Google Grilled On Ad Business Dominance By U.S. Senate Panel
Google Grilled On Ad Business Dominance By U.S. Senate Panel
Alphabet Inc's Google faced a bipartisan buzzsaw of tough questions about its ad business in a hearing on Tuesday, with a particular focus on whether it misused its dominance in online advertising to drive profits.

WASHINGTON: Alphabet Inc’s Google faced a bipartisan buzzsaw of tough questions about its ad business in a hearing on Tuesday, with a particular focus on whether it misused its dominance in online advertising to drive profits.

Senator Mike Lee, a Republican and chair of the U.S. Senate Judiciary Committee’s antitrust panel, pressed Google’s Don Harrison, who testified remotely, on the company’s dominance of the interlocking businesses which connect advertisers with newspapers, websites and other firms looking to host them.

“As that business has grown, so too have complaints that Google – which both operates the ad selling and buying platforms, and sells its own inventory through those platforms -has conflicts of interest and has manipulated or rigged online ad technologies and auctions to favor its own interest,” Lee said.

He and others pressed Harrison on advertiser complaints that Google was opaque where ad dollars went; specifically how much went to publishers and how much to Google.

Harrison, who took over as head of Google’s corporate development in 2012, argued that the ad tech ecosystem was crowded and competitive, with Amazon.com Inc and Facebook Inc , AT&T, Comcast and others among Google’s powerful rivals, and that the price of placing an ad had fallen.

The tech giant made a series of purchases, including DoubleClick and AdMob, to help make it the dominant player in online advertising.

Lee’s concern was echoed by fellow Republicans like Senator Josh Hawley as well as Democrats, such as Senators Amy Klobuchar, the top Democrat on the panel, and Richard Blumenthal.

The hearing was held as the U.S. Justice Department is expected to file a lawsuit against Google within weeks, according to sources familiar with the matter.

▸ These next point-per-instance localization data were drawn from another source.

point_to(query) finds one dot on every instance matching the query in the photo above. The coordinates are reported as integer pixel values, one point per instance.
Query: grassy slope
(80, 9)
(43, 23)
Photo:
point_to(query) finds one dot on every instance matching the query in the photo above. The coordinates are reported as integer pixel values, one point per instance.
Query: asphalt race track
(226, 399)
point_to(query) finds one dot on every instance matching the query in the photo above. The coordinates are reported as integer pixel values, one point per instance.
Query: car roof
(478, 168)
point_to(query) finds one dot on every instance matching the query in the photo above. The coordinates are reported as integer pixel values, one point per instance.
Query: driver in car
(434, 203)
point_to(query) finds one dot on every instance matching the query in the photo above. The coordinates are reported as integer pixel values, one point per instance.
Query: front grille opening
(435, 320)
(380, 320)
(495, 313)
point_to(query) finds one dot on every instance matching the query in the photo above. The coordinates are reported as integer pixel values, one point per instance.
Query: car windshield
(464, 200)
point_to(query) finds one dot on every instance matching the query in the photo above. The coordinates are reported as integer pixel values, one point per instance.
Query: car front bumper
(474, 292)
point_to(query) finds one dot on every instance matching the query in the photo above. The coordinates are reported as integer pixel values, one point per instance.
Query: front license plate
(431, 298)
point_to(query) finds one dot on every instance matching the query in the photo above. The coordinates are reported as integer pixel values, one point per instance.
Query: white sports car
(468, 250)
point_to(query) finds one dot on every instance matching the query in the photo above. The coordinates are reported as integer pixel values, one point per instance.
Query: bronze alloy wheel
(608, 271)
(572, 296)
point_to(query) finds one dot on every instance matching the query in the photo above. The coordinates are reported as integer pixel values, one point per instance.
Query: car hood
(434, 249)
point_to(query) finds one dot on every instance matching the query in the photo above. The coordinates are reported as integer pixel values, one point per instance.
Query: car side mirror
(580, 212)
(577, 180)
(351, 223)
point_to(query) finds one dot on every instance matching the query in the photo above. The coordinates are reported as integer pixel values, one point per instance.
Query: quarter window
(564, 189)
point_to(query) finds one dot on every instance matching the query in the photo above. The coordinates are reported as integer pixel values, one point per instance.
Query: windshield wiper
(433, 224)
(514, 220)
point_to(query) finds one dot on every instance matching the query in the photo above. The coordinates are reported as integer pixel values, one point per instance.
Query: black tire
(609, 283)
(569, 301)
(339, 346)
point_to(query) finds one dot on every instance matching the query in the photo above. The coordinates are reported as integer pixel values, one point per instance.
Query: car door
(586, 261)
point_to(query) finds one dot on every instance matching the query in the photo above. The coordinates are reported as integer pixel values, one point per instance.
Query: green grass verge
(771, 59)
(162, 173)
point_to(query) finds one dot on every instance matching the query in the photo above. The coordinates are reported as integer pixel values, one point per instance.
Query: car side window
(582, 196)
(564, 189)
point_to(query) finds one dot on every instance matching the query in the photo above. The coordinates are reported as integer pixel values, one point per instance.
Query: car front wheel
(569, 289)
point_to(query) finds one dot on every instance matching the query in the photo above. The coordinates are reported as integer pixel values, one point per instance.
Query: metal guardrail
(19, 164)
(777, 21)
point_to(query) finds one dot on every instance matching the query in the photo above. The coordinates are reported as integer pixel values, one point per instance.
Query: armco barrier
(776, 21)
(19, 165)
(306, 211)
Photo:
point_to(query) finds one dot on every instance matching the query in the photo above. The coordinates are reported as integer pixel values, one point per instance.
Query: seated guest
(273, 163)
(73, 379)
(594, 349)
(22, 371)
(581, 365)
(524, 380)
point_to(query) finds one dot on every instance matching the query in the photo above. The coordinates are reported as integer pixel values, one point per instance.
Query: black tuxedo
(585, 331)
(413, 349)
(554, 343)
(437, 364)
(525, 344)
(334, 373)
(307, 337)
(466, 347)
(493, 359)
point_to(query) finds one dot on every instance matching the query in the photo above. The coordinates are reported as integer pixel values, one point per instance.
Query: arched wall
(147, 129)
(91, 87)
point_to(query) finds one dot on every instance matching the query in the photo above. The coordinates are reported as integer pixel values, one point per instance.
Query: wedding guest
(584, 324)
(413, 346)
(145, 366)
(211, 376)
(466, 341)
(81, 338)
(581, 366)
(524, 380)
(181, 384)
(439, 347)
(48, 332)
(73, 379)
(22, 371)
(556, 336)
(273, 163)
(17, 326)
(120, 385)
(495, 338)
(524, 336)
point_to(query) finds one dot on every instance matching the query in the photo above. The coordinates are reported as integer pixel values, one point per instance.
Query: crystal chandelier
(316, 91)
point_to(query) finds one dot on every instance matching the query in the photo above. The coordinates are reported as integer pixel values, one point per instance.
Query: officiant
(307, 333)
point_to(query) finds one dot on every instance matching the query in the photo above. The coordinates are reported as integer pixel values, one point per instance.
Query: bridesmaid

Klobuchar, whose father was a journalist, expressed concern that newspapers were not receiving adequate revenues from the advertisements placed on their websites because of Google’s dominance of online advertisement.

“I literally don’t have personal grudges against these companies, like sometimes the president has expressed about various companies. I don’t,” she said. “I just want our capitalist system to work.”